THE targeted subsidy mechanism, which prevents the leakage of resources, will improve the country’s financial position, Economy Minister Rafizi Ramli said yesterday.
According to Rafizi, the government meant well by providing subsidies but the spending has swelled amid rising crude oil prices, global supply chain disruptions, the Covid-19 pandemic and the ongoing Russia-Ukraine war.
“What started as small subsidies, if we are not careful, would easily account for 30-40% of our operating budget every year.
“Unless we do something about it, our financial position will become weaker and weaker, and that will take away the country’s ability to allocate resources especially on investments or development expenditure that can redirect and refocus this economy towards those sectors that we have targeted,” he said in Kuala Lumpur yesterday.
Rafizi added that the government has to manage the public’s expectations about prices, while not getting addicted too much to keeping prices artificially low.
Besides financial consolidation, Rafizi said, another challenge for the country is to broaden its revenue base.
“Broadening the base is no longer just an option.

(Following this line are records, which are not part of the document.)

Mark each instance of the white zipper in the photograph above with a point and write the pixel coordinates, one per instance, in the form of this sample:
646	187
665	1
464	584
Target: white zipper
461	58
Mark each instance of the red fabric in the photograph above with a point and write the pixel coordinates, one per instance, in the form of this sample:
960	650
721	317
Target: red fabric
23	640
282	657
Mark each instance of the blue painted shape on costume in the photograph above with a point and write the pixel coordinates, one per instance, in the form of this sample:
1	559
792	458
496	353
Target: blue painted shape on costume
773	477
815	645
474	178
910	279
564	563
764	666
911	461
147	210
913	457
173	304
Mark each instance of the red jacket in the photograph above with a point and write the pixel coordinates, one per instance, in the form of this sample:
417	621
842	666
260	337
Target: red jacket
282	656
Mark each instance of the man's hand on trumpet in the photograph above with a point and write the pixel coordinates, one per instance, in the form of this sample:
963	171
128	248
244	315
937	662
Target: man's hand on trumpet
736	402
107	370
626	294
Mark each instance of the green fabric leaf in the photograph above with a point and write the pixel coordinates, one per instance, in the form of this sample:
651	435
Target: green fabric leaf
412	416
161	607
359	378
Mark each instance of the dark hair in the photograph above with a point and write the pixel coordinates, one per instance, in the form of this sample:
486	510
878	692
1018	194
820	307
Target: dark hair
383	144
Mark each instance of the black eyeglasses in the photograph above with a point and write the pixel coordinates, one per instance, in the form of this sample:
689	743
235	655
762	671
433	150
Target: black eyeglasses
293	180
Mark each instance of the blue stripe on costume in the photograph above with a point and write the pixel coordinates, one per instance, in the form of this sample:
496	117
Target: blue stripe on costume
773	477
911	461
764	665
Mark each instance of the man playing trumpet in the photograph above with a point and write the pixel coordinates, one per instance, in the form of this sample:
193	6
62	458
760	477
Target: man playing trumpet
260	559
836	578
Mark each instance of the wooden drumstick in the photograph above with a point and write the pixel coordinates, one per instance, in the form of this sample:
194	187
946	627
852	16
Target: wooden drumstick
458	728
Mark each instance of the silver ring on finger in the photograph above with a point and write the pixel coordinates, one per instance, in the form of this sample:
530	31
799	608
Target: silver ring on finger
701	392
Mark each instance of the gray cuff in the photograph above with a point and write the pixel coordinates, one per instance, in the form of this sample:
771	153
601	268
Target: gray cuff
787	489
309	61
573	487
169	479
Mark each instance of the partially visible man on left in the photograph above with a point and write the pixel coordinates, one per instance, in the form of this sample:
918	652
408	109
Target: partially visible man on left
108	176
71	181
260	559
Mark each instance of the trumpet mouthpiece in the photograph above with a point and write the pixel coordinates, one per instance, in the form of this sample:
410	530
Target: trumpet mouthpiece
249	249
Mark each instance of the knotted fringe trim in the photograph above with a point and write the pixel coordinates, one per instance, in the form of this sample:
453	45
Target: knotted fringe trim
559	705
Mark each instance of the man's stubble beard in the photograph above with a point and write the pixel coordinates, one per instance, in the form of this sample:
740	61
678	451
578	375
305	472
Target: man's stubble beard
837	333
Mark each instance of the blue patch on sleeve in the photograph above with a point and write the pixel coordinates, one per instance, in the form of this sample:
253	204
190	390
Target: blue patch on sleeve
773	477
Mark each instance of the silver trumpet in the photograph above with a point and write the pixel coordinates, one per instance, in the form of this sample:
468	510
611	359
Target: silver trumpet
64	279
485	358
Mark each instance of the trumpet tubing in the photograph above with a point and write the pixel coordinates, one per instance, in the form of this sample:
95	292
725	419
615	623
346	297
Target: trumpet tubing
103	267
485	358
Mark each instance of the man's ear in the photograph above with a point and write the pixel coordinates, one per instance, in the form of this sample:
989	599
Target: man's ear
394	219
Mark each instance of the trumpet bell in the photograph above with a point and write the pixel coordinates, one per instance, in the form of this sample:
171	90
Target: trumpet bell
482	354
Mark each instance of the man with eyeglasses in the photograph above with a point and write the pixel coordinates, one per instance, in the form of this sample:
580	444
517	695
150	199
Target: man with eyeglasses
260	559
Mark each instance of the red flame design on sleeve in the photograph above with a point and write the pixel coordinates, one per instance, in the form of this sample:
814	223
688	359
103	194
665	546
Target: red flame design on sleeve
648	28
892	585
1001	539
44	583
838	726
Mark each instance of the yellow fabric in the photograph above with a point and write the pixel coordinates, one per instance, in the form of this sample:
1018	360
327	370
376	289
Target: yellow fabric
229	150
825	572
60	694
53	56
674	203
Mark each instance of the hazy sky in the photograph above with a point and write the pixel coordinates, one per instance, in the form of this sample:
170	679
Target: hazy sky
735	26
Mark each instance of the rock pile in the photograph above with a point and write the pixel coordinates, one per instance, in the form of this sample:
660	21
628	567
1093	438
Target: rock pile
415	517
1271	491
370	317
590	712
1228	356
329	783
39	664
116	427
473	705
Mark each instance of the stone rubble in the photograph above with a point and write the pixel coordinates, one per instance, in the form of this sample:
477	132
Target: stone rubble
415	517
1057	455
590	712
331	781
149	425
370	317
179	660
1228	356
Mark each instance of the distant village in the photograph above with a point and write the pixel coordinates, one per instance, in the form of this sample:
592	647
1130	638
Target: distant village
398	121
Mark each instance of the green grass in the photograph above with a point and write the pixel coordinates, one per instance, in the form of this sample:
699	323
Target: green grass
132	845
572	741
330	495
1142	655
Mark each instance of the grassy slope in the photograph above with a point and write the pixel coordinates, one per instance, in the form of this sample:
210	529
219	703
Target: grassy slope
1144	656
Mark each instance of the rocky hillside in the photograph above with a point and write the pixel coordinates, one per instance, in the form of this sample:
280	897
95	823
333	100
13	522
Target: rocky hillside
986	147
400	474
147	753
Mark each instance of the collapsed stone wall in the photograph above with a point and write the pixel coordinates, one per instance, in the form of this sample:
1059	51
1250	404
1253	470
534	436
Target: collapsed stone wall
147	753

It is something that we have to put in place very quickly, especially with the next two to three years expected to be very challenging globally,” he said.
The third challenge, Rafizi said, is restructuring the economy, which means moving from a low wage-based, manufacturing-driven economy to one that is service-based with high tech and value content.

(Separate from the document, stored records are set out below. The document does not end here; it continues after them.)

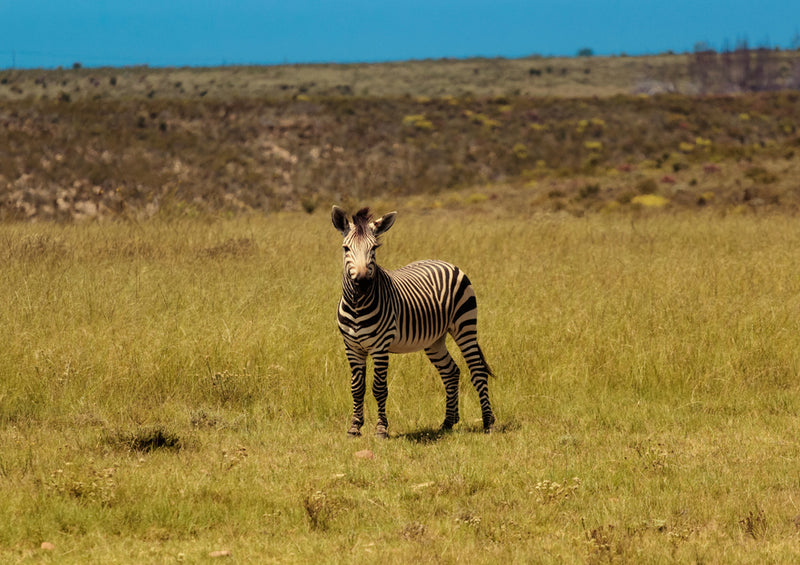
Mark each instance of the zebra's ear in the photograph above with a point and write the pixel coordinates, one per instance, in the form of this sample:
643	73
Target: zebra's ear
339	219
382	224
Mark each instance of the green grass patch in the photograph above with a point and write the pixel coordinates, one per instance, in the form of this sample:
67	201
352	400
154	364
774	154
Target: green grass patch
177	388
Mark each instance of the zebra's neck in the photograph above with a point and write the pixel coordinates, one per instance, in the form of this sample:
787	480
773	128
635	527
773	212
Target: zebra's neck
358	297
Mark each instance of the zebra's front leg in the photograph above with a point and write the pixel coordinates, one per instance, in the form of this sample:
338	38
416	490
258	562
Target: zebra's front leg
358	387
380	391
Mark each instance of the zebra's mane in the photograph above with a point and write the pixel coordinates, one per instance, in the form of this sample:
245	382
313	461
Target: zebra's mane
361	221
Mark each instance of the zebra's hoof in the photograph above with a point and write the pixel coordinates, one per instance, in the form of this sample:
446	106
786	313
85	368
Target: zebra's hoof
447	425
488	425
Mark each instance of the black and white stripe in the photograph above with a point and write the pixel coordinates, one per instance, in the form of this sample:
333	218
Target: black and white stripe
409	309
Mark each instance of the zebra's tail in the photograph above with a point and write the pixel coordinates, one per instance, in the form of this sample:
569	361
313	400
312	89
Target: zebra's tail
485	362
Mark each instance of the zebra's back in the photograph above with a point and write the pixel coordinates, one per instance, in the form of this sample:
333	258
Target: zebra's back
428	298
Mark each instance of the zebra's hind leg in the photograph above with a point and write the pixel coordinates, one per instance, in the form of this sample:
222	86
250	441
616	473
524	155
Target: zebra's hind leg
479	374
380	391
450	373
358	366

He said that in attracting investors to relocate to or expand in Malaysia, it is no longer just about incentives or tax policies.
“It is more about our ability to provide the right skilled workforce, because we are no longer a low-value, low-wage manufacturing base. We have to move one or two tiers higher than our peers.
“We have to restructure the economy in terms of digitisation. We can unlock 1% or 2% GDP growth if we close our digitisation gap in the economy and government services, which hopefully will lead to higher efficiency and more savings,” he added. – Bernama, January 28, 2023.